UN: Deaglán de Bréadúnexamines the outlook for the United Nations as it faces tough challenges in 2007
Senior American statesman John Foster Dulles once said that the United Nations was the most important foreign policy instrument of the United States. But since the foundation of the world body in the aftermath of the second World War, membership has increased fourfold and America's writ doesn't run at the imposing skyscraper on New York's East River.
The US-UN relationship has been particularly fraught since George Bush took over the White House and the Iraqi invasion started brewing.
Famously - or notoriously, depending on your point of view - the Security Council was split over the war and failed to give backing to the Bush administration's plans.
It was generally taken as a slap in the face to the mainstream UN membership when the president nominated a leading neo-conservative ideologue John Bolton as US ambassador to the UN. A longtime UN critic, he once said that, "the secretariat building in New York has 38 stories. If it lost 10 stories, it wouldn't make a bit of difference."
As well as being on the hard right, Bolton is highly-intelligent and it was not long before he started to get up the noses of other member-states, particularly when he put forward a staggering 750 amendments to the principal document on UN reform and poverty issues for the World Summit of 2005.
The price the US paid for all this was even greater isolation in the General Assembly. Historically, there was great enthusiasm among Americans when the UN was founded and given its headquarters on US soil, but that has waned considerably.
The appalling mess in Iraq vindicates the reservations expressed by the UN and the reluctance of leading members such as France and Germany to get involved in that blood-drenched imbroglio. This massive failure has had domestic repercussions at the polling-booth and the takeover of the House of Representatives and the Senate by the Democrats means that Bush will preside over a lame-duck administration for the next two years.
The first consequence of the election results for the US-UN relationship was the immediate departure of Bolton, whose chances of having his appointment confirmed by the Senate had now vanished entirely. At time of writing, no successor has been designated but it is difficult to imagine the president sending another hardliner to the Turtle Bay district where the UN building is located.
It has been said that the UN was established, not to get us into heaven but to save us from hell. But as always in world affairs, the gates of hell yawn threateningly in the face of the international community and the UN faces huge challenges in its efforts to avoid the infernal fires. There is little the UN can do to remedy the situation in Iraq. This is a problem, initially, for Bush who will probably have to pull US troops out on a phased basis or at least re-deploy them to the borders with Iran and Syria.

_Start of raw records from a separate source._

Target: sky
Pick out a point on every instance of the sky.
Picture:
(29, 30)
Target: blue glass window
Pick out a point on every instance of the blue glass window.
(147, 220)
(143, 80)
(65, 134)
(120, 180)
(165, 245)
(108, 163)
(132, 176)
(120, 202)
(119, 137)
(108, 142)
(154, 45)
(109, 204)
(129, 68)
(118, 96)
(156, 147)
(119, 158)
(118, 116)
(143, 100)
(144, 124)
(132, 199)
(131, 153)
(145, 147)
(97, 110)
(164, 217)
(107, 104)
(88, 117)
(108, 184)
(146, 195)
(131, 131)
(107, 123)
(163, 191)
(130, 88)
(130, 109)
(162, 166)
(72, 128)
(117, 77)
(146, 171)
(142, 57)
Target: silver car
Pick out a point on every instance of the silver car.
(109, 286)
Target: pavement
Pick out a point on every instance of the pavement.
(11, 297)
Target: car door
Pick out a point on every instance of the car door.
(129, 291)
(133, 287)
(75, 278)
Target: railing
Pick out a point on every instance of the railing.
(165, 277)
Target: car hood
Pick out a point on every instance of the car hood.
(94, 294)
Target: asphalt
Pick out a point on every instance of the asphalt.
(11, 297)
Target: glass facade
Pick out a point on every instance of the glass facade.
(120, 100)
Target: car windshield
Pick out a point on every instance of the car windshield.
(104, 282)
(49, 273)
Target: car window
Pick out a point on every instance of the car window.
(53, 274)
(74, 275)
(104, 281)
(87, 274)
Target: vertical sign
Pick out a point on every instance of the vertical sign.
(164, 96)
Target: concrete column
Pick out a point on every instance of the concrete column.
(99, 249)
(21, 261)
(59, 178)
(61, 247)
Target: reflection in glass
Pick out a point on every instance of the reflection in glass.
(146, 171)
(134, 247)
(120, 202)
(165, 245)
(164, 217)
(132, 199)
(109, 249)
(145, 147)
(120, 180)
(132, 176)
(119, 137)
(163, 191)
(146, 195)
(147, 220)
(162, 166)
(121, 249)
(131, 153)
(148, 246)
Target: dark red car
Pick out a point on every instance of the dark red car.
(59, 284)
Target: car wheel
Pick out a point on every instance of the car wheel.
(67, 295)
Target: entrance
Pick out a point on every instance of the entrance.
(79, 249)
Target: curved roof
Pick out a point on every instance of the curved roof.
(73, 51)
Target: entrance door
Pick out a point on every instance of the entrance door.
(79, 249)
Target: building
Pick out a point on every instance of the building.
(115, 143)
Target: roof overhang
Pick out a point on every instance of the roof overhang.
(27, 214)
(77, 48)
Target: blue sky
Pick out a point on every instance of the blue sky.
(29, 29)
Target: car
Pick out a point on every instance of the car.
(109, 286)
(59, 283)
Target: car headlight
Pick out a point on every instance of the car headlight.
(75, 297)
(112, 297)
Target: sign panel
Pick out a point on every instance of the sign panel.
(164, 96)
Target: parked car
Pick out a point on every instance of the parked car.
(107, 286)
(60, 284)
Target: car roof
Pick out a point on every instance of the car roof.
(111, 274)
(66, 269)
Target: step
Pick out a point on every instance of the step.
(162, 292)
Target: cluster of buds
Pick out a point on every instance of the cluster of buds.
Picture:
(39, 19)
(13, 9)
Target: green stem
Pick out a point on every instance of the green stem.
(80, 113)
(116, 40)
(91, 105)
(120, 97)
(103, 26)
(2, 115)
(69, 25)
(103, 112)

One of the key recommendations of the Iraq Study Group, made up of leading old-guard establishment figures such as former secretary of state James Baker and former congressman Lee Hamilton, was for opening up a channel of communication to the Syrian and Iranians in the hope that they could help extricate the US from the Iraqi quagmire.
The UN could perhaps provide a framework or platform for this interaction but, as part of the price, the Iranians would doubtless seek freedom to pursue their nuclear ambitions unimpeded.

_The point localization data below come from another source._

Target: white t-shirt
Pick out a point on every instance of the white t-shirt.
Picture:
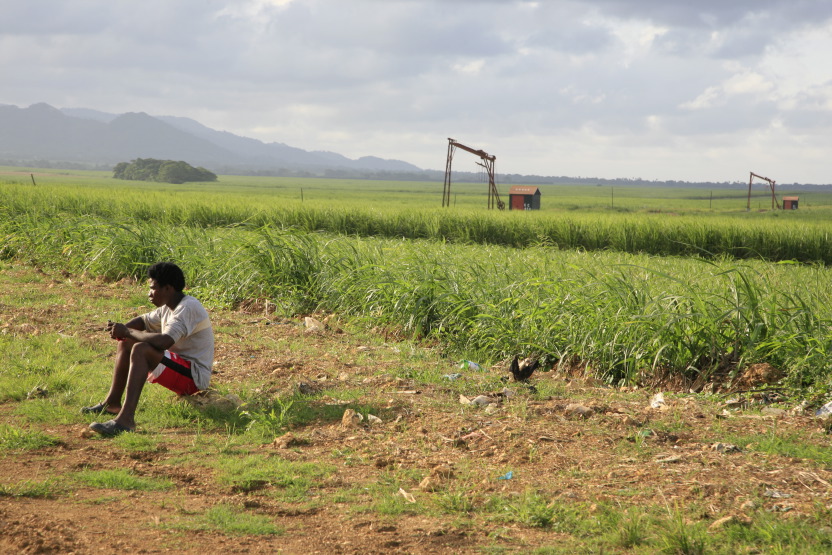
(190, 328)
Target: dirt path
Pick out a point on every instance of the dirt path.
(584, 446)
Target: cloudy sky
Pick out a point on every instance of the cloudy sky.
(658, 89)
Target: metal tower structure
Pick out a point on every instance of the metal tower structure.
(487, 163)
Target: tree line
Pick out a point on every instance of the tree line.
(162, 171)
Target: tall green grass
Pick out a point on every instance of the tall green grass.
(775, 236)
(628, 318)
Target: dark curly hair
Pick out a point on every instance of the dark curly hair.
(167, 273)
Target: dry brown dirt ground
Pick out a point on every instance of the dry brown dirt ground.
(612, 448)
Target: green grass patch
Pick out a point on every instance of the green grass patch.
(782, 443)
(13, 438)
(272, 475)
(230, 521)
(120, 479)
(47, 489)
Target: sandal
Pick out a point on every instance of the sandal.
(110, 428)
(97, 409)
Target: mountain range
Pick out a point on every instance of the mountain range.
(90, 138)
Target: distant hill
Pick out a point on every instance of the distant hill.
(85, 137)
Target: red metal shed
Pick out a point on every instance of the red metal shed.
(524, 197)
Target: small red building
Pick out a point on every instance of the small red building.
(790, 203)
(524, 197)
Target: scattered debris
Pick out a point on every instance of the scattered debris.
(657, 401)
(351, 419)
(725, 448)
(288, 440)
(37, 393)
(731, 519)
(469, 365)
(479, 400)
(407, 496)
(576, 410)
(212, 399)
(824, 411)
(630, 421)
(776, 494)
(306, 388)
(522, 371)
(438, 475)
(313, 325)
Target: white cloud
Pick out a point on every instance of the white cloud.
(601, 87)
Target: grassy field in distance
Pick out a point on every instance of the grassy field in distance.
(381, 194)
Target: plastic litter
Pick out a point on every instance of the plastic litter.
(825, 410)
(469, 365)
(657, 401)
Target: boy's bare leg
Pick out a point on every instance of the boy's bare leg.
(143, 358)
(120, 372)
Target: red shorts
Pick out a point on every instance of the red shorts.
(174, 373)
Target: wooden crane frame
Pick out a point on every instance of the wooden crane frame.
(487, 163)
(771, 184)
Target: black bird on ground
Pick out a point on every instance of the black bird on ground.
(522, 371)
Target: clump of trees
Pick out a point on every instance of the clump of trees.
(163, 171)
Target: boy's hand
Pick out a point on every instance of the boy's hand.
(117, 331)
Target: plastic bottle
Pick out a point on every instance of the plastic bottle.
(469, 365)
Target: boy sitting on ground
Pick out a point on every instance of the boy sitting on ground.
(172, 346)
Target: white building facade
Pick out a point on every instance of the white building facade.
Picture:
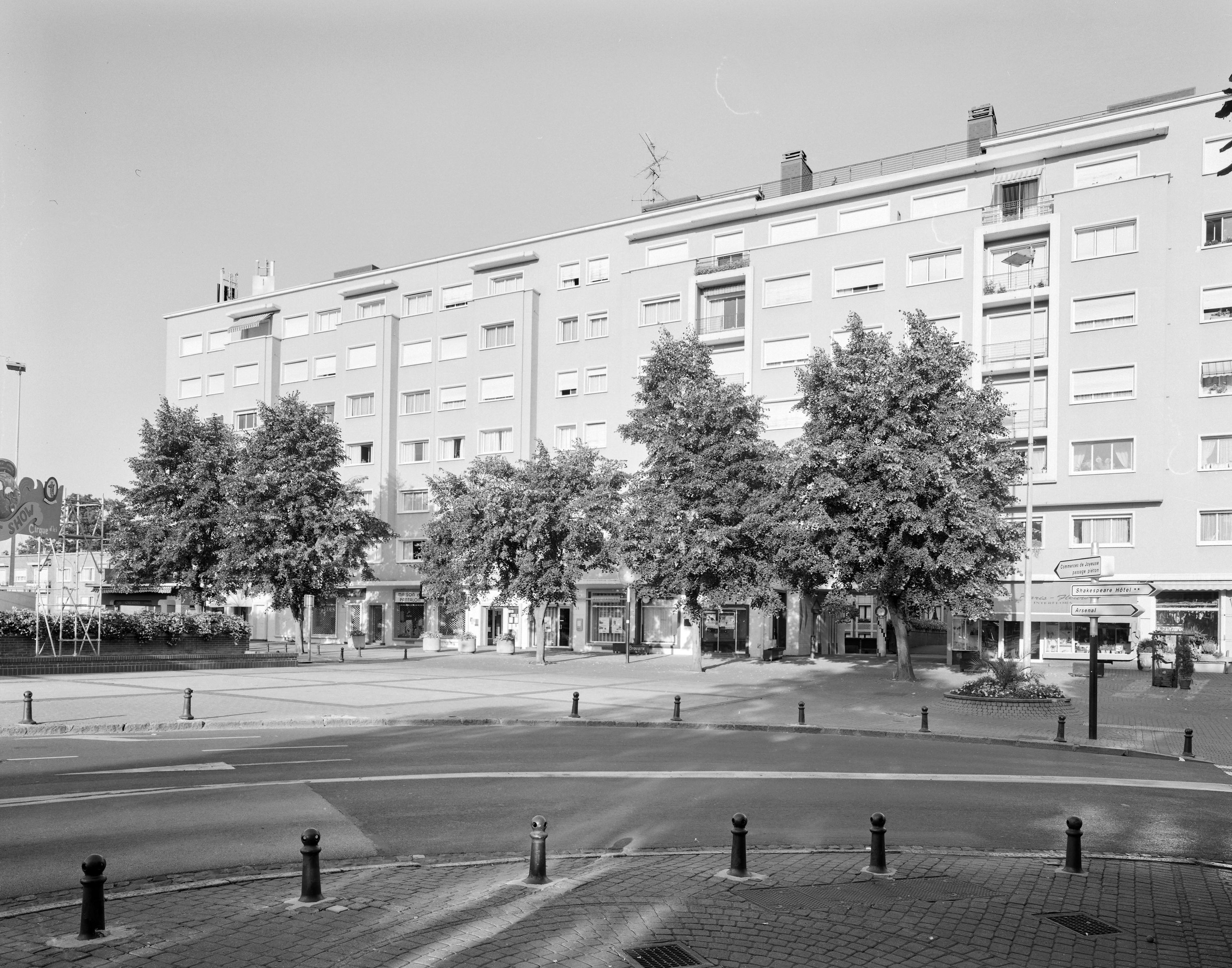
(428, 365)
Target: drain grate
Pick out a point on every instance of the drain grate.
(668, 955)
(1083, 924)
(823, 897)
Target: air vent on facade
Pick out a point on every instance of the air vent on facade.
(1083, 924)
(668, 955)
(1156, 99)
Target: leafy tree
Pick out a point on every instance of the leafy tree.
(528, 532)
(902, 478)
(700, 510)
(295, 526)
(168, 526)
(1224, 113)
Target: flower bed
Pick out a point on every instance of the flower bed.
(987, 687)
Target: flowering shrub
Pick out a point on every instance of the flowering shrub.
(1022, 690)
(145, 626)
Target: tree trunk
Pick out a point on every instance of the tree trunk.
(903, 670)
(694, 611)
(538, 642)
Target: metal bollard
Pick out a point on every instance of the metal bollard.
(310, 875)
(740, 862)
(878, 854)
(1073, 846)
(539, 853)
(94, 920)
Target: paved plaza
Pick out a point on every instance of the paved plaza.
(854, 692)
(814, 908)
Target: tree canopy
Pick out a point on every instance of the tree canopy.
(700, 510)
(901, 483)
(295, 527)
(526, 532)
(168, 526)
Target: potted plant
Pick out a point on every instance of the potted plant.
(1184, 660)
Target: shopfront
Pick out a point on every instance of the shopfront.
(409, 614)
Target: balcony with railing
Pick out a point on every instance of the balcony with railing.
(1012, 211)
(1017, 281)
(1016, 350)
(1017, 423)
(708, 326)
(721, 263)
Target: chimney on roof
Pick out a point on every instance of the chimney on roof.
(981, 124)
(263, 281)
(795, 173)
(227, 286)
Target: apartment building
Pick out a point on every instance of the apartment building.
(1129, 231)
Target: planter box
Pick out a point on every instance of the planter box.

Fear of what those ambitions might be continues to haunt the international community, particularly Israel and the US. By all accounts there is still a school of thought, in and around the Bush administration, which argues that the president should ensure his place in the history books and remove a major security threat by bombing Iran's nuclear installations.

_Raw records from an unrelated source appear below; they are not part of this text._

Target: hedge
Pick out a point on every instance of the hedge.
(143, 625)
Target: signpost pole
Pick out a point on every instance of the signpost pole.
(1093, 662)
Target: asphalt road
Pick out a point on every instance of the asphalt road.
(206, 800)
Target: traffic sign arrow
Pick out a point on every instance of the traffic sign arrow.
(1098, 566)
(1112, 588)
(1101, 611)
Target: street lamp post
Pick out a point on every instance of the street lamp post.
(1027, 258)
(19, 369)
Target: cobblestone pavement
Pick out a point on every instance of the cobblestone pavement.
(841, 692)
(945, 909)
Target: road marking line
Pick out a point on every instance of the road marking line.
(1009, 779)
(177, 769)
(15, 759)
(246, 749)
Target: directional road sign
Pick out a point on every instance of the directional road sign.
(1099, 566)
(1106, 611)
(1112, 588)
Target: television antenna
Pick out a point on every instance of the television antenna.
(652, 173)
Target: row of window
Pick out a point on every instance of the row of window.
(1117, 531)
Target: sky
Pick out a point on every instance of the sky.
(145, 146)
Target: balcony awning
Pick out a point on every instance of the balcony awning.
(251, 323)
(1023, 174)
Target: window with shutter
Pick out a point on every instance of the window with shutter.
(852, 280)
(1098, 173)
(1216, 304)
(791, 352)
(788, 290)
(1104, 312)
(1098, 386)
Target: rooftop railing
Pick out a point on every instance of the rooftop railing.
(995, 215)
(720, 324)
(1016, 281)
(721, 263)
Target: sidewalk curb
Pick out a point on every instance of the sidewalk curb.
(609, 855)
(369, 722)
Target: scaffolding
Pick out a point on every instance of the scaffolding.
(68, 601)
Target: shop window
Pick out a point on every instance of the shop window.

In the absence of clearcut evidence that Iran is on the verge of acquiring nuclear weapons, such a move by the US or its Israeli allies would generate shock and horror at the UN and plunge relations between the US and the rest of the world into an even worse crisis than the one precipitated by the Iraqi invasion.
Internally, the UN has much to do to put its house in order. The much-heralded Human Rights Council, which took over from the discredited Commission on Human Rights, is failing to live up to its initial promise.
Outgoing UN secretary general Kofi Annan - shortly to be succeeded by South Korea's Ban Ki-Moon - expressed concern in early December at its conduct, including an over-emphasis on Israeli human rights failings while playing down other areas of conflict such as Darfur.
Ireland has been heavily involved in the UN Internal Reform Process, first with the Minister for Foreign Affairs Dermot Ahern serving as a special envoy of the secretary general on the reform process and now with our UN ambassador David Cooney as co-chair of the General Assembly working group on Management Reform and Mandate Review.
More broadly, the Iraq conflict is not the only dark cloud on the horizon although at this writing there are positive indications of a move towards dialogue on the Israeli-Palestinian front. Less attention has been paid to developments in Afghanistan which is deteriorating in an alarming fashion. A major crisis still threatens in the Sudanese region of Darfur as the Khartoum government continues to resist the presence of UN peacekeepers and the North Korean nuclear threat remains unresolved.
Many critics say the UN will never become really relevant and effective until there is reform of the Security Council to make it more representative. But there was little or no movement on that score in the past year and it looks as if the UN will remain in its present form for some time yet.